The DPP Research Group demonstrated that lifestyle intervention can result in a 58% reduction in the risk of diabetes.3 The researchers more recently examined behavioral factors related to achieving weight loss and physical activity goals met by the DPP lifestyle participants.4 Meeting the exercise goal was found to be positively related to the achievement of weight loss.4 Regular daily exercise helps increase calorie deficits, but this can be wearing on joints and muscles that are not used to such exercise and may lead to orthopedic interventions.
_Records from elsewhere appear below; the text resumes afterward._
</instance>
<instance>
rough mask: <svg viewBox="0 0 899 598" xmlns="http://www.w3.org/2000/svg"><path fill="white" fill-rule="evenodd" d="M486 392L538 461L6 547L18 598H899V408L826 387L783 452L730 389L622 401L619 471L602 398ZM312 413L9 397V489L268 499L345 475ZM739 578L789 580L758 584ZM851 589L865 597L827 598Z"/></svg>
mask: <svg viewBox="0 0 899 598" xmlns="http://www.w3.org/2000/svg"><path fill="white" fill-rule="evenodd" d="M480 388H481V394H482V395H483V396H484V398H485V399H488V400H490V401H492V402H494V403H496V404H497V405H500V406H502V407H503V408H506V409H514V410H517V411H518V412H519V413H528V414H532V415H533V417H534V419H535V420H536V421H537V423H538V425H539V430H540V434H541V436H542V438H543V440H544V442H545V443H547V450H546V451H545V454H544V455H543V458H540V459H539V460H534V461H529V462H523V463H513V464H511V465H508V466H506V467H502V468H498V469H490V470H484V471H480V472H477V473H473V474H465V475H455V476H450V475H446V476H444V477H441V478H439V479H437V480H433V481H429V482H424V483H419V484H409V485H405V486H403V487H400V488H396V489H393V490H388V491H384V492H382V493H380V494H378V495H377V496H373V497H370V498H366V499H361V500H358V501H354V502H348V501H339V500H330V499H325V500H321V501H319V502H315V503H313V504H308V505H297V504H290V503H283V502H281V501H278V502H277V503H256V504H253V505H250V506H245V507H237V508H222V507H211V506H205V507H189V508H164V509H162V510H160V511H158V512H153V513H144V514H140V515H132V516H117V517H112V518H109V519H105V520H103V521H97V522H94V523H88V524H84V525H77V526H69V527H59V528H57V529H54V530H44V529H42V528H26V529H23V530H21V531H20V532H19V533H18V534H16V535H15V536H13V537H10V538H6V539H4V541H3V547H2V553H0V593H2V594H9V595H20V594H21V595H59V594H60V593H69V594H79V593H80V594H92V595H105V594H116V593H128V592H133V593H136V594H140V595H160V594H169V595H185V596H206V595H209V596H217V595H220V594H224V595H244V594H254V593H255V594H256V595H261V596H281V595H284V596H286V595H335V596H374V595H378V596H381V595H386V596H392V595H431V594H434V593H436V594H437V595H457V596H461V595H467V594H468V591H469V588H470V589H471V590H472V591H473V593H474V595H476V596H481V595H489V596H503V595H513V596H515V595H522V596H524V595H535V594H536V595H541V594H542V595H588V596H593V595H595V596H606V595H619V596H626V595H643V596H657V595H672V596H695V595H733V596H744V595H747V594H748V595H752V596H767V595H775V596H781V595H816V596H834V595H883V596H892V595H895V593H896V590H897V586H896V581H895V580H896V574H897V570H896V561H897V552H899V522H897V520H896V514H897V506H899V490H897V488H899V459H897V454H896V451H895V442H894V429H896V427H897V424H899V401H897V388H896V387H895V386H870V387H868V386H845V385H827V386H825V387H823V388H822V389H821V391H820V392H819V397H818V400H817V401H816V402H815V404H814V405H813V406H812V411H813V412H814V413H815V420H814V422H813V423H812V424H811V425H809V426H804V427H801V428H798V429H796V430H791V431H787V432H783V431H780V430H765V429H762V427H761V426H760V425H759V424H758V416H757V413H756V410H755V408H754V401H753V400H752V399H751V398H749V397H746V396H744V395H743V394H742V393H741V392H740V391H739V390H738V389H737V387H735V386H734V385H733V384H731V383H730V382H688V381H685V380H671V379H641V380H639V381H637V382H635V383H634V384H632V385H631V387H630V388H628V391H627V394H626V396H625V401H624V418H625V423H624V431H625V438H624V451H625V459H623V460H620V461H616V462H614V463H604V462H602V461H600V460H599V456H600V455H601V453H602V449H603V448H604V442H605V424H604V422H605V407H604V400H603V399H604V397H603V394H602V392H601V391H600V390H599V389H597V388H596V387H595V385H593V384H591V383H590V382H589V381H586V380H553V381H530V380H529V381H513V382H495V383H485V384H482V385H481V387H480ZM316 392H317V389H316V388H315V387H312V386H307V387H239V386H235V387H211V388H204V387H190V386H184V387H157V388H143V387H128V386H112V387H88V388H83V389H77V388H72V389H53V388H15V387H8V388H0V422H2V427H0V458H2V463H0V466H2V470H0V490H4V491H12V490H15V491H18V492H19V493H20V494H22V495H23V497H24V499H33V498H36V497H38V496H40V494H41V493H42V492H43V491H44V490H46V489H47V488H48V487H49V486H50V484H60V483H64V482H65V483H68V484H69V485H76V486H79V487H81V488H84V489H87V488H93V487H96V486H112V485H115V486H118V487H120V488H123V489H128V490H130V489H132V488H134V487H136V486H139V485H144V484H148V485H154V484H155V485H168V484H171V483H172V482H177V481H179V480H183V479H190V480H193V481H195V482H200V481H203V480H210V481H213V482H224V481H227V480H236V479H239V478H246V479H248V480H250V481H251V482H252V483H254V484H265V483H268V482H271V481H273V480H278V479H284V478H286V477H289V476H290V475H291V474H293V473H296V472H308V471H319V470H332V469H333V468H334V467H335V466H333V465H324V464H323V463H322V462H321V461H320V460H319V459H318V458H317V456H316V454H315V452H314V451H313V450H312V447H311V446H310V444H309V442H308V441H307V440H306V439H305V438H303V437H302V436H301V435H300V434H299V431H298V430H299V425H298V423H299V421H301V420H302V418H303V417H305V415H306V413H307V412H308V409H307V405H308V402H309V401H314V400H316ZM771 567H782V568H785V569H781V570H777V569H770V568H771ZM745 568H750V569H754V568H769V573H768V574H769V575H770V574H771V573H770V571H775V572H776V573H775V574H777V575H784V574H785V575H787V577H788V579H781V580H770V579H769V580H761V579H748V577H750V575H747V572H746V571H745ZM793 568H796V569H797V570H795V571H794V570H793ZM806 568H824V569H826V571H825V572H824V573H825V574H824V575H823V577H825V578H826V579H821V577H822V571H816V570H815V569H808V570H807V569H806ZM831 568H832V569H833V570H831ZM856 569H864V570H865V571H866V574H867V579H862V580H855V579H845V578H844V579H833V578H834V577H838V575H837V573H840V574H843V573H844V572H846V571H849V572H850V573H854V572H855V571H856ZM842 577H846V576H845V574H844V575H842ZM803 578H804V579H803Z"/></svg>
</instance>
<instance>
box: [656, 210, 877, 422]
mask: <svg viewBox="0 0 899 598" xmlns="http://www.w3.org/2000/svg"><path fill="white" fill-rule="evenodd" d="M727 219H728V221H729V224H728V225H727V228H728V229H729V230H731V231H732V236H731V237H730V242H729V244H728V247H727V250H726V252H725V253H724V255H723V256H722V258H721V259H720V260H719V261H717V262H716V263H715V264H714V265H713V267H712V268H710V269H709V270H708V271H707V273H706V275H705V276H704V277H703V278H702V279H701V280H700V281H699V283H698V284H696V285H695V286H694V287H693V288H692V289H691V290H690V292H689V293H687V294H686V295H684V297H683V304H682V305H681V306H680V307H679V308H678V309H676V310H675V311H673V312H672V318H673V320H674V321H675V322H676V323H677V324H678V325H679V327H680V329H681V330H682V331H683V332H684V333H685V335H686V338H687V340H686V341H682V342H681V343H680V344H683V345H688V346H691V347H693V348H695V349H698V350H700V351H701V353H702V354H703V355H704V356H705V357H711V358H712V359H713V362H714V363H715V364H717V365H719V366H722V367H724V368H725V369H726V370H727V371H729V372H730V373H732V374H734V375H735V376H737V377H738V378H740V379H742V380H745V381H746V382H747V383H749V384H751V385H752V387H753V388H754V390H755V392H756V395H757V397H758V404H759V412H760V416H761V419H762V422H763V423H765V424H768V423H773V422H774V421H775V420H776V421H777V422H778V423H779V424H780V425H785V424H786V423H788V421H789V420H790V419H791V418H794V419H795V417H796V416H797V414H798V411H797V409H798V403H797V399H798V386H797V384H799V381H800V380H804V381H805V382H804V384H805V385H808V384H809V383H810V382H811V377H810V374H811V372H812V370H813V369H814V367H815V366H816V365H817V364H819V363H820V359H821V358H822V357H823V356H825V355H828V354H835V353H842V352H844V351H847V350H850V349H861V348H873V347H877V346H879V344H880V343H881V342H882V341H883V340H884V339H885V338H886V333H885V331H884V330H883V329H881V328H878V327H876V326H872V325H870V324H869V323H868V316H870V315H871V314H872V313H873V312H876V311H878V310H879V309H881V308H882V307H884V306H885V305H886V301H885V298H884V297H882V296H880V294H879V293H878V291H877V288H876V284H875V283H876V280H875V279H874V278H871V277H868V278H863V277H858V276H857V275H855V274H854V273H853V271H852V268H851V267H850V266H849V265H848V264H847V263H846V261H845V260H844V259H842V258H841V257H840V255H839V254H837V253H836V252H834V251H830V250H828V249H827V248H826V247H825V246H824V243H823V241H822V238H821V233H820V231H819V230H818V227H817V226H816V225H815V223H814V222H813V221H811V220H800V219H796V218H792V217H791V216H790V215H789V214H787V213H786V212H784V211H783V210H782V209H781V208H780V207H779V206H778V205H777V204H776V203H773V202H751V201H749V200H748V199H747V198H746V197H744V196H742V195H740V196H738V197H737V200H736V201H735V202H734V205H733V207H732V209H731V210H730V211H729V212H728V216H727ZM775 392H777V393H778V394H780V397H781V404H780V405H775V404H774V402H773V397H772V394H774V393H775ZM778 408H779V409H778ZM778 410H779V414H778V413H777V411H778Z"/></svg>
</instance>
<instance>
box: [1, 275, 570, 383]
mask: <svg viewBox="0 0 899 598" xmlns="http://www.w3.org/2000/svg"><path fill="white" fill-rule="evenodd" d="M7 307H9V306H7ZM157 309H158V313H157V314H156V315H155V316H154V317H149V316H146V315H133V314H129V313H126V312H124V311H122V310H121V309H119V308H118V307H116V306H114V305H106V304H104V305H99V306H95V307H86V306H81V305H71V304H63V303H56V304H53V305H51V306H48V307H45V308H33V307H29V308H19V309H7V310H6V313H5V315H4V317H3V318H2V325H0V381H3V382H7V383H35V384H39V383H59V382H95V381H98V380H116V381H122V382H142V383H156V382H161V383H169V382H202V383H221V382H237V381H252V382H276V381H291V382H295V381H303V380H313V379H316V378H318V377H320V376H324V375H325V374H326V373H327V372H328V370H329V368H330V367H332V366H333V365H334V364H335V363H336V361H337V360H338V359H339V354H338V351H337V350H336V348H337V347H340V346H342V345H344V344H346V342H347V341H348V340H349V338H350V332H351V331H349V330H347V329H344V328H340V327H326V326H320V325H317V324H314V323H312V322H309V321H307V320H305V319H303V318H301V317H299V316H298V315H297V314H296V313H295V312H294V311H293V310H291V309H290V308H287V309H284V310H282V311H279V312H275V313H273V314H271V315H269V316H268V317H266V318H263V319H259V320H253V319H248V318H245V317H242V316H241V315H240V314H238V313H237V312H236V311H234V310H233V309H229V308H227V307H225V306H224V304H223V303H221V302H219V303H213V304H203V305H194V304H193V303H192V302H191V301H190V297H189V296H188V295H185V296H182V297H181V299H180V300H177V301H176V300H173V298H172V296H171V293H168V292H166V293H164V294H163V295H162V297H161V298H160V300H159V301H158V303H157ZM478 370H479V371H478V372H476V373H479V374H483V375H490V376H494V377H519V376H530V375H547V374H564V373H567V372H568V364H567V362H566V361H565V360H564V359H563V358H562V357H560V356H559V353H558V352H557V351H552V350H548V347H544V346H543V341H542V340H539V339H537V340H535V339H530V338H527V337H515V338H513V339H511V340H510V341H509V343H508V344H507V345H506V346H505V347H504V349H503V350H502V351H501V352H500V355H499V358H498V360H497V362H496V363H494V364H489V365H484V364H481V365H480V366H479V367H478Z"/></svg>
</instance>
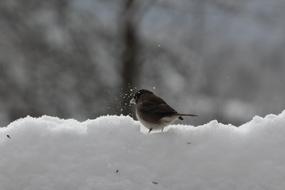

The most that can be reasonably expected in terms of improved glycemic control in the reported US studies is that few trials reached the target hemoglobin A1c of 6.6%.5 In part, this reflects the long-term patient difficulty in complying with the lifestyle modification, and in part it reflects the declining beta-cell function. Regardless, berating patients for primary or secondary lifestyle failure amounts to creating a vicious circle of depression and physician avoidance, which further undermines the utility of lifestyle modifications.

Above all, reasonable expectations and a realization of the limitations of lifestyle intervention must be kept in mind when dealing with patients with diabetes. After all, if lifestyle modification was so easy and appealing to this patient population, it would likely have been implemented already, because of social pressures.

In patients with chronic kidney disease (CKD), unique factors complicate the use of lifestyle modification for this comorbid condition. These factors include, but are not limited to, the nature of the diet. The most widely used and effective weight-loss diets in these patients include high-protein and low-carbohydrate or low-fat contents. Unfortunately, such diets may well worsen albuminuria2 and, likely, renal function as well.

The low-protein, high-carbohydrate diets favored by kidney specialists tend to exaggerate postprandial hyperglycemia and worsen overall diabetes control. Added salt is often used to flavor low-calorie foods. Yet salt worsens hypertension and may undermine the same low blood pressure goals of diabetes

management in patients with concomitant kidney disease. Finally, there is no evidence that impact exercises cause CKD or progression to CKD; therefore, there is likely no need for patients with CKD to avoid them.2

As with many other treatment options, there is no one ideal approach to lifestyle modification for all patients with type 2 diabetes. It is even more challenging regarding the spectrum of choices, which are more limited in patients with type 2 diabetes and comorbid CKD.

References

  1. Diabetes Prevention Program Research Group. 10-year follow-up of diabetes incidence and weight loss in the diabetes prevention program outcomes study. Lancet. 2009;374:1677-1686.
  2. American Diabetes Association. Standards of medical care in diabetes—2010. Diabetes Care.  2010;33(suppl 1):11-61. Erratum in: Diabetes Care. 2010;33:692.
  3. Diabetes Prevention Program Research Group. Reduction in the incidence of type 2 diabetes with lifestyle intervention or metformin. N Engl J Med. 2002;346:393-403.
  4. Diabetes Prevention Program Research Group. Achieving weight and activity goals among diabetes prevention program lifestyle participants. Obes Res. 2004;12:1426-1434.
  5. The Look AHEAD Research Group. Reduction in weight and cardiovascular disease risk factors in individuals with type 2 diabetes. Diabetes Care. 2007;30:1374-1383.